Donc, la calligraphie a été une révélation qui a cristallisé la suite.

En islam l’image (les idoles) est fortement interdite et cette interdiction a été étendue à toute forme de représentation du vivant. Reste donc la possibilité de jouer avec les textes sacrés et tout autre texte par extension. L’écriture devient elle-même représentation. La forme peut être un écho au texte lui-même qui souvent en devient illisible à force d’imbrications, d’arabesques.

eL Seed artiste street art part de la calligraphie classique qu’il met à la sauce graffiti et hip-hop. Un peu comme Massoudy, dont il s’inspire, eL Seed utilise généralement des phrases d’auteurs qui ne sont pas arabes ni musulmans.

Et sur le minaret de la mosquée principale de Gabès c’est un verset appelant à la tolérance : (traduction approximative et personnelle) « Oh vous êtres humains, nous vous avons créés hommes et femmes, peuple et tribus pour que vous vous connaissiez chacun ».

Pour son gigantesque projet de 2016 (je vous conseille sa conférence TEDx) dans les quartiers déshérités des chrétiens coptes du Caire, eL Seed artiste street art a utilisé un texte de Saint Athanase (évêque copte du 3ème siècle) : « Quiconque veut voir clairement la lumière du soleil doit premièrement laver ses yeux. » Ce projet est un peu fou, la calligraphie n’est visible que d’un seul point, éloigné, parce que répartie sur… 50 bâtiments. Elle est aussi éphémère parce qu’il suffit d’ajouter un étage pour en masquer une partie peinte sur un autre bâtiment.

Pour le street art, eL Seed a été inspiré par l’artiste canadien Hest qu’il a rencontré à Montréal. Sa signature avait une tournure d’écriture arabe alors qu’il ne le parlait pas du tout.

C’est poussé par Hest que tout s’est déclenché, « il a appuyé sur un bouton et démarré la machine ».

Pour eL Seed, l’écriture arabe contient quelque chose qui « parle à l’âme, même si on ne parle pas cette langue.

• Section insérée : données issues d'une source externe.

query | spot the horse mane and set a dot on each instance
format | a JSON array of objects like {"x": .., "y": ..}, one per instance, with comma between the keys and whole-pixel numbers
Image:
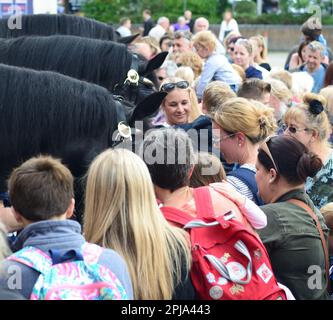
[
  {"x": 101, "y": 62},
  {"x": 62, "y": 24},
  {"x": 49, "y": 113}
]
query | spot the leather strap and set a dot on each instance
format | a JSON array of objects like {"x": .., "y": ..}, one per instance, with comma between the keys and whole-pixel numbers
[{"x": 304, "y": 206}]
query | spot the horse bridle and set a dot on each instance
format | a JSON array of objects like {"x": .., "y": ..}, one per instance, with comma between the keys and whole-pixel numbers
[{"x": 133, "y": 77}]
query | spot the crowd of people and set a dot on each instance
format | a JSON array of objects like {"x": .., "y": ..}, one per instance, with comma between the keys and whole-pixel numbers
[{"x": 267, "y": 164}]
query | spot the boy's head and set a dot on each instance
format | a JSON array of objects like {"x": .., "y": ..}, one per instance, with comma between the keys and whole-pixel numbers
[
  {"x": 255, "y": 89},
  {"x": 41, "y": 189}
]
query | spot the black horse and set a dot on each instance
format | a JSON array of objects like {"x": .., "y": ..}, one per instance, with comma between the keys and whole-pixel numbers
[
  {"x": 105, "y": 63},
  {"x": 48, "y": 113},
  {"x": 60, "y": 24}
]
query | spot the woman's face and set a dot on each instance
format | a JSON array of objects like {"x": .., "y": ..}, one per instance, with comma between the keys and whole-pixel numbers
[
  {"x": 177, "y": 106},
  {"x": 226, "y": 142},
  {"x": 242, "y": 56},
  {"x": 262, "y": 179},
  {"x": 202, "y": 51},
  {"x": 166, "y": 45}
]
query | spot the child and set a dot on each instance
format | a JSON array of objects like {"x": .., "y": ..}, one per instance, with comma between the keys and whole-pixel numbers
[{"x": 41, "y": 194}]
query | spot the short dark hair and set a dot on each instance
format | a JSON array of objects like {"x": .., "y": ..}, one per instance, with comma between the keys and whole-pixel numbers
[
  {"x": 293, "y": 159},
  {"x": 175, "y": 149},
  {"x": 253, "y": 89},
  {"x": 41, "y": 188},
  {"x": 123, "y": 20}
]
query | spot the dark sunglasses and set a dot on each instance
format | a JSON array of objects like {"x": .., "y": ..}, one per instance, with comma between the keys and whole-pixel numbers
[
  {"x": 167, "y": 87},
  {"x": 292, "y": 130}
]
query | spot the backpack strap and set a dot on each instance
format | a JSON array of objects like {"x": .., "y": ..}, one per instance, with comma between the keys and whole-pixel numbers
[
  {"x": 203, "y": 202},
  {"x": 175, "y": 215},
  {"x": 247, "y": 177},
  {"x": 304, "y": 206},
  {"x": 33, "y": 258}
]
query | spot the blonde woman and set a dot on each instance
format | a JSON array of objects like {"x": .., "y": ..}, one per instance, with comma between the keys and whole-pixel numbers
[
  {"x": 309, "y": 124},
  {"x": 261, "y": 52},
  {"x": 239, "y": 127},
  {"x": 121, "y": 213},
  {"x": 243, "y": 56},
  {"x": 216, "y": 66},
  {"x": 280, "y": 98},
  {"x": 327, "y": 92},
  {"x": 192, "y": 60},
  {"x": 180, "y": 106}
]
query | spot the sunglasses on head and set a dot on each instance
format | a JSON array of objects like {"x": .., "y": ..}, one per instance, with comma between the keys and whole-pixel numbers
[
  {"x": 167, "y": 87},
  {"x": 292, "y": 129}
]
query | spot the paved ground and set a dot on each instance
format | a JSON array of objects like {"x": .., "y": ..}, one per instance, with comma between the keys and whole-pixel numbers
[{"x": 277, "y": 59}]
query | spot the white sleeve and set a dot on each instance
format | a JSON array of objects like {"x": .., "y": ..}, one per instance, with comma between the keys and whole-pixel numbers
[{"x": 255, "y": 215}]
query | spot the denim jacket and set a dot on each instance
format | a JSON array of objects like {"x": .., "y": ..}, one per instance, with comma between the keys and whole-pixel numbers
[{"x": 294, "y": 246}]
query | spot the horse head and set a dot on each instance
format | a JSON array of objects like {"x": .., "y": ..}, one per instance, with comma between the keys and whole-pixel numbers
[{"x": 140, "y": 81}]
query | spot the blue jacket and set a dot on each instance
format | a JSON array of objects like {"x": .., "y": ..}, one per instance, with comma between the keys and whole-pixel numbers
[
  {"x": 252, "y": 72},
  {"x": 62, "y": 235}
]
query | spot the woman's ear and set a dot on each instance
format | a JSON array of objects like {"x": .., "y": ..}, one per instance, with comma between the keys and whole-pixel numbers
[
  {"x": 70, "y": 210},
  {"x": 240, "y": 139},
  {"x": 272, "y": 175}
]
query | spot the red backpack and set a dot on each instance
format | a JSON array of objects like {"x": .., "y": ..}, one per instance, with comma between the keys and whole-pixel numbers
[{"x": 229, "y": 261}]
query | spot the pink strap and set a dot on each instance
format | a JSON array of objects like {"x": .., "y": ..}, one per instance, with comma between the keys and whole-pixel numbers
[
  {"x": 203, "y": 202},
  {"x": 175, "y": 215}
]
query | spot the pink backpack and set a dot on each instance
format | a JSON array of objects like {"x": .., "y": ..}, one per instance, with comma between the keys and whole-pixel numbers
[
  {"x": 229, "y": 261},
  {"x": 81, "y": 279}
]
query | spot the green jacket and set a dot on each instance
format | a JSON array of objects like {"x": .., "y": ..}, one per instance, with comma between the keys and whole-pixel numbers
[{"x": 294, "y": 246}]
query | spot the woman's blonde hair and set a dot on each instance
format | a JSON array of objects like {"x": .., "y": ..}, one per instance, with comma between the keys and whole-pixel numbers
[
  {"x": 317, "y": 122},
  {"x": 253, "y": 119},
  {"x": 284, "y": 76},
  {"x": 121, "y": 213},
  {"x": 153, "y": 44},
  {"x": 260, "y": 40},
  {"x": 206, "y": 39}
]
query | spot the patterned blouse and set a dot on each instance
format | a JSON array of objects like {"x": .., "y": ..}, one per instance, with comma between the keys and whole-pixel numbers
[{"x": 320, "y": 188}]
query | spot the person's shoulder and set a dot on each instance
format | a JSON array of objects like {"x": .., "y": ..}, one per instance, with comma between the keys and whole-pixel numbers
[{"x": 109, "y": 255}]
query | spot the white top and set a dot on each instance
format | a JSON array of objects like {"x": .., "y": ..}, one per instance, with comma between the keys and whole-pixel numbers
[{"x": 231, "y": 26}]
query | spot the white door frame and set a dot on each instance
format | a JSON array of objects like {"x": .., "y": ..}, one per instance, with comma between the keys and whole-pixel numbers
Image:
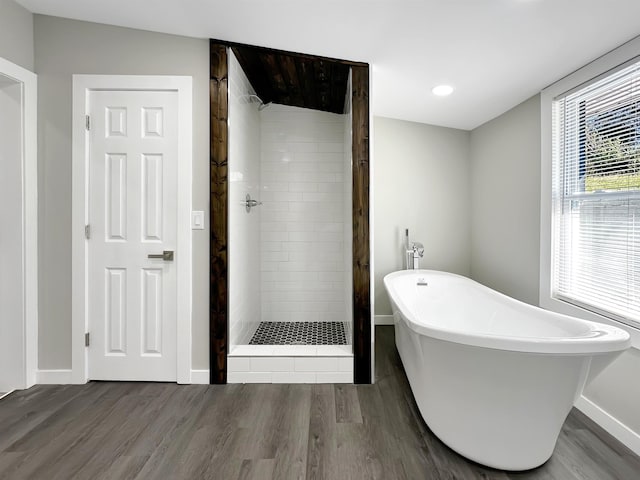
[
  {"x": 82, "y": 86},
  {"x": 28, "y": 328}
]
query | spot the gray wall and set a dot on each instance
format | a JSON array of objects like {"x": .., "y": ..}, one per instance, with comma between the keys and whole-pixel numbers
[
  {"x": 421, "y": 182},
  {"x": 505, "y": 238},
  {"x": 16, "y": 34},
  {"x": 505, "y": 202},
  {"x": 65, "y": 47}
]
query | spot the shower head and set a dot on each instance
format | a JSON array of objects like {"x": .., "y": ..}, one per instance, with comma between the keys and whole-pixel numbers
[{"x": 253, "y": 98}]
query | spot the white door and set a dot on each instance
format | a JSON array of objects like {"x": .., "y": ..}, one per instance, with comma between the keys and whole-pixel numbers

Une poésie dans sa forme même ». L’alphabet latin est plus pragmatique, plus utilitaire.

L’écriture arabe ayant été réquisitionnée par des excités barbus, les gens ont souvent un premier mouvement d’inquiétude en voyant son travail. Une fois le sens expliqué, ils se sentent flattés de voir ses œuvres chez eux. Il choisi souvent des lieux déshérités.

Son travail au Caire a mobilisé beaucoup de monde et redonné de la fierté aux chrétiens coptes du Caire, ceux qui vivent du ramassage et du recyclage des ordures. Les déshérités parmi un pays lui-même à la peine.